Belfast Telegraph

War on Northern Ireland drug dealers: 1,053 searches, £300,293 worth of drugs seized, 309 people arrested... the remarkable results of police's fightback after just two weeks

BY AMANDA FERGUSON

The PSNI is waging war on drug dealers across Northern Ireland with more than 300 arrests made in just two weeks.

A huge clampdown on crime gangs has resulted in over 1,000 searches being carried out in the past fortnight, equivalent to more than 70 each day.

In that time, £300,000 worth of illegal drugs have been taken off the streets – with police promising to continue putting the squeeze on dealers in the coming weeks.

The huge operation follows scathing criticism of the PSNI after the unexplained deaths of eight young people earlier this year.

First Minister Peter Robinson was among those who urged police to do more to tackle the scourge of drugs.

Yesterday, police revealed they had relaunched an operation aimed at tackling drug dealing throughout Northern Ireland.

Superintendent Michele Larmour said police were determined to bring those involved in the drugs trade to justice.

"Drugs bring misery to individuals, families and communities," she said.

"We will continue to disrupt and arrest drug dealers involved in the sale and supply of drugs, bring individuals before the courts and work with communities and partner agencies to reduce the threat of harmful and illegal activity."

Between September 23 and October 6, scores of officers have conducted 1,053 searches, including a number in east Belfast, seized £300,293 worth of suspected drugs and arrested 309 people.

The senior officer explained Operation Torus, a Northern Ireland-wide initiative, has been relaunched to great affect, but officers need more information from communities to tackle the scourge of drugs.

Some huge bags of cocaine, a large quantity of the cannabis strain known as skunk, and prescription medicine seized by officers, as part of the ongoing major police operation, were on display at PSNI Knocknagoney yesterday.

Among the so-called legal highs recovered, were packages labelled Pink Panthers, Benzo Fury, Mind Melt and Charly Sheen.

Since the summer, the PSNI has been investigating the sudden deaths of at least eight young people – seven in Belfast and one in Coleraine – that are thought to be drugs related.

Among the fatalities were Sandy Row band member Gareth 'Big Henry' Morrison, and east Belfast men Alan 'Alio' McKenzie and Andy McCann.

Meanwhile, Cathy Gibson, a 29-year-old mother-of-two, took ill after a night out on the north coast in June and died at the Causeway Hospital the next day.

Ms Gibson's family has strongly denied any drugs link to her death.
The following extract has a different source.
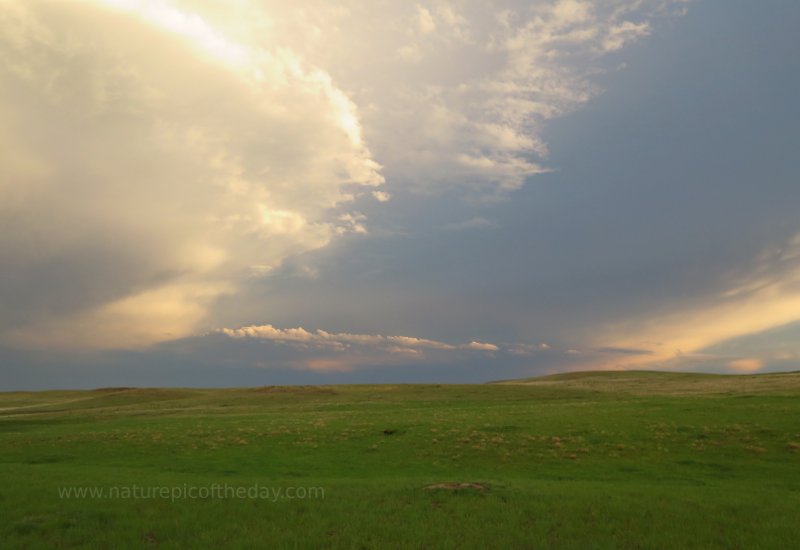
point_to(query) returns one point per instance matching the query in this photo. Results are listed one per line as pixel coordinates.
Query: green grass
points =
(586, 460)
In response to questions about police resources being used to cover the Woodvale protests in north Belfast – said to be £50,000 a night – Superintendent Larmour commented: "That does take our officers away from the normal routine policing, of which drugs is part."

However, she said, over the coming days and weeks there will be "a number of strands" to the Operation Torus campaign including further raids, plus billboards, Facebook and washroom advertising.

Superintendent Larmour also said drugs "bring misery to individuals, families and communities".

Massive clampdown sparked by spate of tragic deaths

By Chris Kilpatrick

A spate of suspected drugs-related deaths earlier this year put police under huge pressure to react and fight back against the crime gangs dealing death on our streets.

The PSNI has responded with more than 1,000 searches, hundreds of arrests and hundreds of thousands of pounds worth of drugs seized.

The police fightback came after eight young people aged in their 20s and 30s died suddenly with the finger of blame pointed in the direction of loyalist paramilitaries.

The community of east Belfast was worst hit with five of those who died hailing from that part of the city, and within days that hurt turned to anger.

Police were widely taunted with the claim that "even the dogs in the streets" knew who was involved in the illicit trade.

First Minister Peter Robinson piled on the pressure.

"It must be a massive concern to people, particularly parents in east Belfast and beyond, that this kind of thing can happen," the East Belfast MLA said.

"It is well-known the outlets for the sale of drugs and I think the police have to act."

The police reaction in recent weeks has been on a massive scale. Between September 23 and October 6 there were 1,053 searches – more than 70 each day.

More than £300,000 worth of drugs was taken off the streets with 309 people arrested.

Ballymena drugs counsellor Billy Morgan said those distributing drugs are "unscrupulous".

Billy Hutchinson, leader of the PUP, which has ties with the UVF, previously admitted individual members of paramilitary organisations may be dealing drugs."

"The UVF do not sell drugs, but there may be members of any paramilitary organisation, including republicans, that do," he said.

A police media campaign urging the public to shop drug dealers to police will take place over the coming fortnight.